I would also add what a previous PP said - contact the local Police Station and get the name & contact email of the school's police liaison and copy them into each and every email that logs the violence. If you're in Wales, ESTYN get copies of any police liaison complaints when they are assessing a school so I'm assuming OFSTED will too - and that will focus the mind of the school's management team.

Otherwise I am just so very sorry that your DS is going through such an awful time. Bullying is insidious and unless stopped the effects last a lifetime, so I hope you are able to resolve this quickly, for both your sakes.

GG1986 · 21/09/2022 12:29

Go to the headteacher with your concerns, i wouldn't be putting up with this if it was my child.

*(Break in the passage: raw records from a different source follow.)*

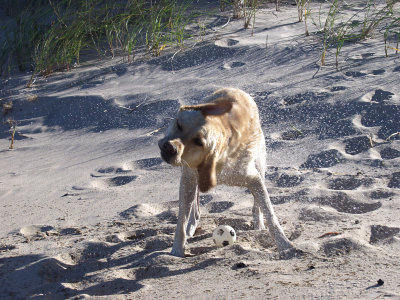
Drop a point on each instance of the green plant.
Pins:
(249, 12)
(50, 35)
(301, 5)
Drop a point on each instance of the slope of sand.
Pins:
(88, 209)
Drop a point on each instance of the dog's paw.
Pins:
(178, 252)
(290, 253)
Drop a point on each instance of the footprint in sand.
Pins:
(115, 181)
(381, 95)
(378, 72)
(111, 170)
(338, 88)
(341, 246)
(120, 180)
(232, 65)
(381, 194)
(148, 163)
(344, 203)
(389, 153)
(355, 74)
(219, 207)
(291, 135)
(384, 115)
(226, 42)
(325, 159)
(205, 199)
(381, 233)
(337, 129)
(357, 145)
(348, 183)
(308, 96)
(395, 181)
(285, 180)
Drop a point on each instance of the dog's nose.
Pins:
(167, 147)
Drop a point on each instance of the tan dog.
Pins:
(219, 142)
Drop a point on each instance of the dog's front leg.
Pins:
(261, 197)
(194, 218)
(187, 196)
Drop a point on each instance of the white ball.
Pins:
(224, 235)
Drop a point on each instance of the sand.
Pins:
(88, 209)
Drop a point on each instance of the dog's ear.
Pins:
(207, 174)
(211, 109)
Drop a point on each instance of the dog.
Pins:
(219, 142)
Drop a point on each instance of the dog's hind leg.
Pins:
(257, 188)
(194, 218)
(188, 191)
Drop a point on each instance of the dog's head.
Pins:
(192, 139)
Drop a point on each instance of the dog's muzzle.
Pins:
(167, 150)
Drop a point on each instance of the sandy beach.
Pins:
(88, 208)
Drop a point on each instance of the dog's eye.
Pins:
(198, 142)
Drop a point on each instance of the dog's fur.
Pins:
(219, 142)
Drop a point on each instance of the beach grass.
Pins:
(46, 36)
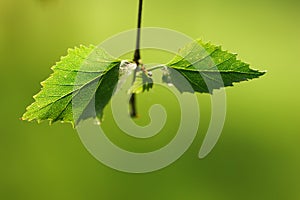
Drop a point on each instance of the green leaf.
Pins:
(143, 82)
(207, 67)
(86, 76)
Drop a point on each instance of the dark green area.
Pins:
(257, 156)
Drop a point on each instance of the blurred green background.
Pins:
(257, 156)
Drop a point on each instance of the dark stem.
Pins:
(136, 59)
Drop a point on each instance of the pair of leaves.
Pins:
(83, 82)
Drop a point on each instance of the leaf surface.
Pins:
(207, 67)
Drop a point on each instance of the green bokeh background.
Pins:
(257, 156)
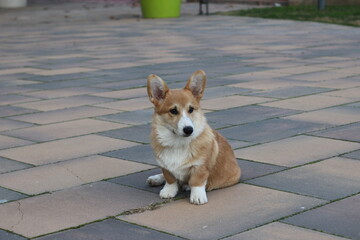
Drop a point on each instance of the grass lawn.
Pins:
(345, 15)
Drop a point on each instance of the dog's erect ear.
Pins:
(157, 89)
(196, 84)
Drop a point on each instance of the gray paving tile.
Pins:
(349, 132)
(251, 170)
(141, 153)
(354, 155)
(329, 179)
(247, 114)
(110, 229)
(10, 236)
(288, 92)
(134, 117)
(8, 195)
(138, 180)
(7, 165)
(139, 133)
(223, 91)
(7, 111)
(270, 130)
(341, 218)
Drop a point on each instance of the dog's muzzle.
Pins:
(188, 130)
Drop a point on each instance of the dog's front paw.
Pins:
(198, 195)
(169, 190)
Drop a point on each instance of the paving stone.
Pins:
(9, 142)
(12, 99)
(246, 114)
(354, 155)
(7, 165)
(50, 152)
(353, 93)
(347, 132)
(291, 91)
(317, 180)
(336, 116)
(10, 236)
(64, 130)
(259, 205)
(296, 151)
(110, 229)
(231, 102)
(308, 103)
(64, 92)
(49, 213)
(7, 195)
(341, 218)
(64, 115)
(124, 94)
(7, 124)
(223, 91)
(7, 111)
(76, 172)
(270, 130)
(128, 105)
(134, 117)
(251, 170)
(61, 103)
(140, 153)
(139, 133)
(281, 231)
(138, 180)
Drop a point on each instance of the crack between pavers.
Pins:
(21, 216)
(149, 207)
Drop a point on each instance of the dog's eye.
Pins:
(174, 111)
(191, 109)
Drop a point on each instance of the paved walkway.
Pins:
(74, 127)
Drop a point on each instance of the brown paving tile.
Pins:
(124, 94)
(296, 150)
(9, 142)
(64, 92)
(281, 231)
(353, 93)
(340, 218)
(336, 116)
(7, 165)
(12, 99)
(231, 101)
(59, 150)
(309, 103)
(64, 130)
(60, 103)
(330, 179)
(64, 115)
(49, 213)
(62, 71)
(67, 174)
(7, 124)
(229, 211)
(128, 105)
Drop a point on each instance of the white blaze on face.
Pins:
(184, 121)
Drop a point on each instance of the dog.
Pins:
(189, 152)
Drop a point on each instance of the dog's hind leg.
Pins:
(156, 180)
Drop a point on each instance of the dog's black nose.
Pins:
(188, 131)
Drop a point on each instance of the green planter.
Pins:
(160, 8)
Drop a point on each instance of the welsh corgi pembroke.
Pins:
(188, 151)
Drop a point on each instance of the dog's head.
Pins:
(179, 110)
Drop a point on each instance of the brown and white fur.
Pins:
(186, 148)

lizziesiddal79 · 21/09/2022 12:34

My child has been used as pillow child twice. Both times I just went straight to the Head. It was dealt with. I don’t care if they think I am that mother. Yes, I am that mother.

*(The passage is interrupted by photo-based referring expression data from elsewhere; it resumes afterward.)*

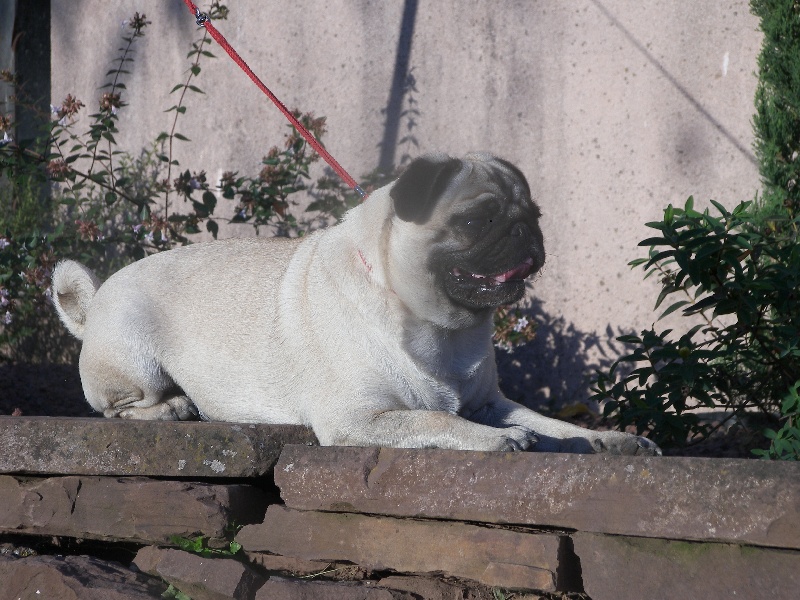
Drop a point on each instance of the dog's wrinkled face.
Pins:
(483, 227)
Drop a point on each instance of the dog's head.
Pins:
(472, 224)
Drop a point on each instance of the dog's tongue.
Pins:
(521, 271)
(518, 272)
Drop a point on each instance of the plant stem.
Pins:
(192, 70)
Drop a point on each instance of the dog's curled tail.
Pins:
(74, 286)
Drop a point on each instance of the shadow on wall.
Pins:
(555, 368)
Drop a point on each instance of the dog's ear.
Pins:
(416, 191)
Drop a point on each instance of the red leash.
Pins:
(204, 21)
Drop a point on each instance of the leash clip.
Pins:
(200, 18)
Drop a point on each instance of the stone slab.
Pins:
(73, 578)
(199, 577)
(621, 568)
(127, 509)
(85, 446)
(290, 589)
(491, 556)
(741, 501)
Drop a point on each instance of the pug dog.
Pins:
(374, 332)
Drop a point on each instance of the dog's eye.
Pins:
(472, 223)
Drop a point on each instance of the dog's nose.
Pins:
(520, 230)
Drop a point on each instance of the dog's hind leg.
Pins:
(134, 389)
(176, 408)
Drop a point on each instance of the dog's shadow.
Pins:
(556, 368)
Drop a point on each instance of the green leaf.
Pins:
(673, 307)
(213, 228)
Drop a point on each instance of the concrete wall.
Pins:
(613, 108)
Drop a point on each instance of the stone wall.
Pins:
(373, 523)
(613, 109)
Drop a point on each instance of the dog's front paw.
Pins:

(I used to teach. I tried to put children who were disruptive on their own or at least right in front of my desk. )

Hoppinggreen · 21/09/2022 12:38

DD was the quiet well behaved child at Primary that was seen as a calming influence on certain children (usually boys). I thought it was character building etc etc until she was stabbed in the leg with a compass.
I calmly but firmly explained that DD was not there to calm anybody and was not to be used in this way again. It stopped

Jules912 · 21/09/2022 13:12

PeekAtYou · 21/09/2022 11:40

Yanbu and I've done the same for my kids.
While I understand that someone has to sit next to him because of a lack of space in the classroom, my experience is that the task isn't shared evenly and the teacher picks kids/parents who are least likely to complain or have the longest fuses.

There is a similar child in my DDs class (who almost certainly has SEN rather than just naughty), the teacher rearranged the classroom so that they have their own desk at the front right by the teacher. They join another table for group work but the TA goes with them.

serenghetti2011 · 21/09/2022 16:58

I was the kid, sen and struggled with work was quiet and was sat by the evil school bully who kicked me and was cruel and horrible I literally did nothing was quiet and well behaved used to go home bruised. Teacher knew all about it and did fuck all. Nasty cow

Paq · 23/09/2022 11:06

How's it going OP?

OurChristmasMiracle · 23/09/2022 11:15

I would be raising it as bullying - and I would be asking why the school was allowing my child to be repeatedly physically assaulted which has left multiple bruises and what actions they have taken or are planning to take.

if I wasn’t happy with their plans I would be informing the school that until they can safeguard my child appropriately my child would not be returning.